What's your best advice for someone who's starting up in technology?

I believe that you need to be passionate about what you want to do with technology, and not just be passionate about technology itself. The field of computing is sufficiently mature by now, and should be primarily used to improve our lives. Doing so means that students in technology-oriented departments should be motivated to solve real problems that impact real people.

What's in the future for your research?

A lot of our lab's work is driven by students, my job is to inspire them, help them develop a vision, and then set them off on a productive course. This means that I do not have a lot of control of where our research heads.

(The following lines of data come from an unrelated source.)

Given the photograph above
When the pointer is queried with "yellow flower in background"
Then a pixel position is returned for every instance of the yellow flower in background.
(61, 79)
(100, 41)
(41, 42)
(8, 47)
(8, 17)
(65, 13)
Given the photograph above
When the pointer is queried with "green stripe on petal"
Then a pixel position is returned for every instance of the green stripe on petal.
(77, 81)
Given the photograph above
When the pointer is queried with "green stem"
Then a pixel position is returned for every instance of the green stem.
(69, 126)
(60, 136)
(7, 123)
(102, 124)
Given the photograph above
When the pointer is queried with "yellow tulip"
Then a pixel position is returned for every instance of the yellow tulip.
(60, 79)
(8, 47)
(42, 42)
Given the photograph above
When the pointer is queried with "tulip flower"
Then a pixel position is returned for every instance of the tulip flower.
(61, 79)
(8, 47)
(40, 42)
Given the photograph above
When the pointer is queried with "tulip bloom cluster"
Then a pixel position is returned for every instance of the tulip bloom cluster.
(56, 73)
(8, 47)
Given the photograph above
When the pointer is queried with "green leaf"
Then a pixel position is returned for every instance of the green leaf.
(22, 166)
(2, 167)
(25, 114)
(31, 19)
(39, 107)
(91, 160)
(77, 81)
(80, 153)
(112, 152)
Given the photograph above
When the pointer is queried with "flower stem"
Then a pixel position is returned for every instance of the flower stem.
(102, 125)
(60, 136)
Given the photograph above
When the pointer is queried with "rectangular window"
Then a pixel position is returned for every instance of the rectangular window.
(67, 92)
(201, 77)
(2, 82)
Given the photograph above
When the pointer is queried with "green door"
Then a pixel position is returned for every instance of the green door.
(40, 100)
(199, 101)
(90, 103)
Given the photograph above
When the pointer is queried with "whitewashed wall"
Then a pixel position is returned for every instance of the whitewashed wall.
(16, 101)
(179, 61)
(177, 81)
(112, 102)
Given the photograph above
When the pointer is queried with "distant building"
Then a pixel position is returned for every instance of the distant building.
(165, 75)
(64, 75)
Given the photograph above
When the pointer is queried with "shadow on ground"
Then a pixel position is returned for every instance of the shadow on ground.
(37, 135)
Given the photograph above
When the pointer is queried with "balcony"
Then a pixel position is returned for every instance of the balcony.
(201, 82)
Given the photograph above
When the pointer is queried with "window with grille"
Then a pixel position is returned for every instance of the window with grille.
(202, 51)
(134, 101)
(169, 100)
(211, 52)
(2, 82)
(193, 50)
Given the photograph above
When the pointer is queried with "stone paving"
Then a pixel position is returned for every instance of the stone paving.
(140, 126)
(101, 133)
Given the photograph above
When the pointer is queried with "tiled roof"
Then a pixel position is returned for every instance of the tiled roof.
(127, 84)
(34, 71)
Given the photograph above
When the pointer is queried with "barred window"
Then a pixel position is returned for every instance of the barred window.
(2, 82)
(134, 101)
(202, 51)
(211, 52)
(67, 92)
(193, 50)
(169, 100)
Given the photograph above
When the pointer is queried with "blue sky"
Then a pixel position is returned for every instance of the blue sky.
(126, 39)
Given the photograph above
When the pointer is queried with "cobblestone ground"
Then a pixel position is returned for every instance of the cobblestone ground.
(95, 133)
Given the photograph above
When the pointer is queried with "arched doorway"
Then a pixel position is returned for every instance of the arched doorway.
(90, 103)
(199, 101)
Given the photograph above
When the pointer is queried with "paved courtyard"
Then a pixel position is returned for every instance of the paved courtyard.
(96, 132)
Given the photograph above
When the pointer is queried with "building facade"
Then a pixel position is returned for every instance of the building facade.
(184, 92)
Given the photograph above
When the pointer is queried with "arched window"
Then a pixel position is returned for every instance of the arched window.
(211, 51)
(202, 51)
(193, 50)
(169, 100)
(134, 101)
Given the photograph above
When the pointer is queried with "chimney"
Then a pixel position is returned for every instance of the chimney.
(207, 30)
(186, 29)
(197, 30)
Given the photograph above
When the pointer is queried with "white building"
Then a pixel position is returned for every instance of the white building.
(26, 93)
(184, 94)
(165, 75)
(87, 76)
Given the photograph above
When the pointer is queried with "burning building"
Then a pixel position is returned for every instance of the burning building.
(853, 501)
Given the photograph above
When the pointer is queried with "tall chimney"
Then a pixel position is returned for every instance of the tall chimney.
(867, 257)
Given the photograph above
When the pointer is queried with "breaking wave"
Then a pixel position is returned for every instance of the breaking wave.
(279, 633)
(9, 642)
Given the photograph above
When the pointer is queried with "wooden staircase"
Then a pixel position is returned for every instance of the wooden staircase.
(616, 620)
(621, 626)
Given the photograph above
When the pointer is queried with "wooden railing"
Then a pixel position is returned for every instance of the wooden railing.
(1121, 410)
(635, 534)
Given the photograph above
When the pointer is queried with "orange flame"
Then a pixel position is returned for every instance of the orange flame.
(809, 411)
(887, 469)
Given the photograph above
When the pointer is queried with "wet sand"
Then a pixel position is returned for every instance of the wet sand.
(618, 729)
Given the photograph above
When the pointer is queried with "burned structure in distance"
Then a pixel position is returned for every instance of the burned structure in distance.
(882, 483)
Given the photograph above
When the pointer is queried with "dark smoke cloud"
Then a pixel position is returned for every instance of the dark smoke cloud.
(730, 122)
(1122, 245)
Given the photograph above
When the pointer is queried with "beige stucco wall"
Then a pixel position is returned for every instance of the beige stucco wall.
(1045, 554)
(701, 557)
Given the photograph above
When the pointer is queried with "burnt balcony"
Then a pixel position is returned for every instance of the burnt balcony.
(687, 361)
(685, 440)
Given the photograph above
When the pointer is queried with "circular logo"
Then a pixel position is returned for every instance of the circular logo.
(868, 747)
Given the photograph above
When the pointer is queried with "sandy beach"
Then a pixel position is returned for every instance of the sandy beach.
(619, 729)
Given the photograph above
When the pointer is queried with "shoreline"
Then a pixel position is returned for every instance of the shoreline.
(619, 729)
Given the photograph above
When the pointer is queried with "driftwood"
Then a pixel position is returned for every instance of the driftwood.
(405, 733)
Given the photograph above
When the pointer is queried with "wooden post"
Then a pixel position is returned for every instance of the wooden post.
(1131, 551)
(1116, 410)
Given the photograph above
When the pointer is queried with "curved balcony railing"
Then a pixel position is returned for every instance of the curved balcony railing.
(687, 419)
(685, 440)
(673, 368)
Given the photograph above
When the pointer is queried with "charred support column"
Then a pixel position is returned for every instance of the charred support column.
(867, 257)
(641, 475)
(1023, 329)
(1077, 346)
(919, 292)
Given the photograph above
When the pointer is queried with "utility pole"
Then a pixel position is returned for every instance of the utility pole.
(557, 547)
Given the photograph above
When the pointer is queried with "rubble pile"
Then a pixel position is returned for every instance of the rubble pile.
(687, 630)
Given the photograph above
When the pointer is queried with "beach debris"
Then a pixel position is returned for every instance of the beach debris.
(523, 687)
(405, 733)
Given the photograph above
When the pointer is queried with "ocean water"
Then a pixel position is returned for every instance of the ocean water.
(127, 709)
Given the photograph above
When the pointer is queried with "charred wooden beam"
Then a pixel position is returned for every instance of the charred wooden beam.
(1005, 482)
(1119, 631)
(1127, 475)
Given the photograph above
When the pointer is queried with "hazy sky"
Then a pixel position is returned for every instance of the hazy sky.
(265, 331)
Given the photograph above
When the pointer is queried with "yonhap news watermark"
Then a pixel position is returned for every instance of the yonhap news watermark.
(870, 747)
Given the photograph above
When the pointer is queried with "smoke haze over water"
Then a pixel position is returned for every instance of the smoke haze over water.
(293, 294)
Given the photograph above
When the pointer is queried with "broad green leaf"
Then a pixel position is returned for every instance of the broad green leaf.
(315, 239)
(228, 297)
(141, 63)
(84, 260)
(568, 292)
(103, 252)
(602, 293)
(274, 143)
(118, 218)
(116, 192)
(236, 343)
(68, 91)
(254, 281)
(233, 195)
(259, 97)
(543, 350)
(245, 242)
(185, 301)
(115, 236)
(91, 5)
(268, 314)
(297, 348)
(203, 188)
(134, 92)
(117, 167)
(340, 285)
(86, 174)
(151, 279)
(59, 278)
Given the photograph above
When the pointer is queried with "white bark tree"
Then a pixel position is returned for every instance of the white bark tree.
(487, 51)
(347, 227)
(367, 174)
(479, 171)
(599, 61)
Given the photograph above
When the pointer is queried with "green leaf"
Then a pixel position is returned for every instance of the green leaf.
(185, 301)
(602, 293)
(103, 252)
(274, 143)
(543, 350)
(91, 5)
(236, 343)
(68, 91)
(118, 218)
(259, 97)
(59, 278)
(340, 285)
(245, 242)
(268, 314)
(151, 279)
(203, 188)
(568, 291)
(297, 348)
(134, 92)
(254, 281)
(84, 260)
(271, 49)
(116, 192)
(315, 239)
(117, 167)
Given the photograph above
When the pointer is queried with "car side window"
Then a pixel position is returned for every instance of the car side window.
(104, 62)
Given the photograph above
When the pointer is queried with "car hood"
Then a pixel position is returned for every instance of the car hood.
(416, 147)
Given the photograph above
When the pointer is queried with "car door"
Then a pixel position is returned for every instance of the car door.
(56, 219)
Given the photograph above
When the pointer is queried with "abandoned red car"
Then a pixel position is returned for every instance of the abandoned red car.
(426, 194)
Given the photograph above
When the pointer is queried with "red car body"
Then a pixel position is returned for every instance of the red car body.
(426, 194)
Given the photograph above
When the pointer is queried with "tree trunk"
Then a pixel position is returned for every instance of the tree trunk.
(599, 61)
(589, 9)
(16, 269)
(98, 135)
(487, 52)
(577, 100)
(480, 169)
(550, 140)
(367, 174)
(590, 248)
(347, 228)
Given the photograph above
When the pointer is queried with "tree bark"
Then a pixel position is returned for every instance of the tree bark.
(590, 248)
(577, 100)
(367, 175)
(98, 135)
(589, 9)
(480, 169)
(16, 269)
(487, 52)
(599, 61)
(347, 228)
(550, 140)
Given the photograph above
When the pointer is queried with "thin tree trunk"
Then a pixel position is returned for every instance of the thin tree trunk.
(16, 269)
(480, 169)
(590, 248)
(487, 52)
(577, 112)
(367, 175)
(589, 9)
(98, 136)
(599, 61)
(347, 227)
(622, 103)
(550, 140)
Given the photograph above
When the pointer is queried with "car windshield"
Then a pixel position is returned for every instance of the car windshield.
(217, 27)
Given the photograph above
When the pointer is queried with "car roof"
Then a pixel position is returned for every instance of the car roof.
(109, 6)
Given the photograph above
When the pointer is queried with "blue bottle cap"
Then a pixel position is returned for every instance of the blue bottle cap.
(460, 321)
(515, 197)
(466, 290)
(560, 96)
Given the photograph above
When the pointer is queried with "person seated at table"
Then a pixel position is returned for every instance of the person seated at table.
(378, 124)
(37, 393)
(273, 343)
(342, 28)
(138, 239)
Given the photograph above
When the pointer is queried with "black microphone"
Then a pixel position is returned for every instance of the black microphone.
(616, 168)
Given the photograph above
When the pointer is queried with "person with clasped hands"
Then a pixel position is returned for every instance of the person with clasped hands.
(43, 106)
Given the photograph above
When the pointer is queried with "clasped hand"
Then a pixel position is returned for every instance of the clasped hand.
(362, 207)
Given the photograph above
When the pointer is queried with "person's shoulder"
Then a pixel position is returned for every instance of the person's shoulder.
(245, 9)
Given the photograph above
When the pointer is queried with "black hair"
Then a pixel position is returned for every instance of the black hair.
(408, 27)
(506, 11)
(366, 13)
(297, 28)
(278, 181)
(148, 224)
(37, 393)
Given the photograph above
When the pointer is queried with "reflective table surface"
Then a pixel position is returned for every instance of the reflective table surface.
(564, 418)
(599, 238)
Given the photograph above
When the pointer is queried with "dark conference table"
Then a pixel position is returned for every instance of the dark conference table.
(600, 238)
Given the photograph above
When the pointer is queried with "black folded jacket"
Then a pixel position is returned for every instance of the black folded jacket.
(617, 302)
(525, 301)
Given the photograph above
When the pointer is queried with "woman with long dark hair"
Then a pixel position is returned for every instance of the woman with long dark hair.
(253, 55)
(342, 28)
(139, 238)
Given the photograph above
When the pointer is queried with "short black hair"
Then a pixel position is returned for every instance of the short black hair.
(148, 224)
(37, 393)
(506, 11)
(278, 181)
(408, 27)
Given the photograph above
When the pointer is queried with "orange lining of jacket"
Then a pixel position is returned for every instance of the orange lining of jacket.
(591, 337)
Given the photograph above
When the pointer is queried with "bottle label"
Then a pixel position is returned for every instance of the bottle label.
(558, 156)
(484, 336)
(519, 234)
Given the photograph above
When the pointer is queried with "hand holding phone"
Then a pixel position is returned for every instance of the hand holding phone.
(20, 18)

And if I did know what lies ahead, it wouldn't really be research!


Do you have a favorite thing to follow on social media, or an app you really love? I have a soft spot for weather apps. I grew up in a place with very predictable weather, and after moving here I felt that I needed help to minimize weather surprises!

On Facebook I follow ... just good friends to keep up with the news.

Book or Kindle? What are you reading right now? Is iPad an option? I don't think I have accepted it yet, but I do most of my reading on screen and not on paper. Unfortunately, most of the things I read lately are technical publications.

Do you have any wearable electronics? I got an Apple Watch recently (I'm hard at work trying to make it understand sounds), and I've been fascinated with hearables technology.

Do you have an entrepreneur hero? Not really, I usually like the innovators behind the scenes.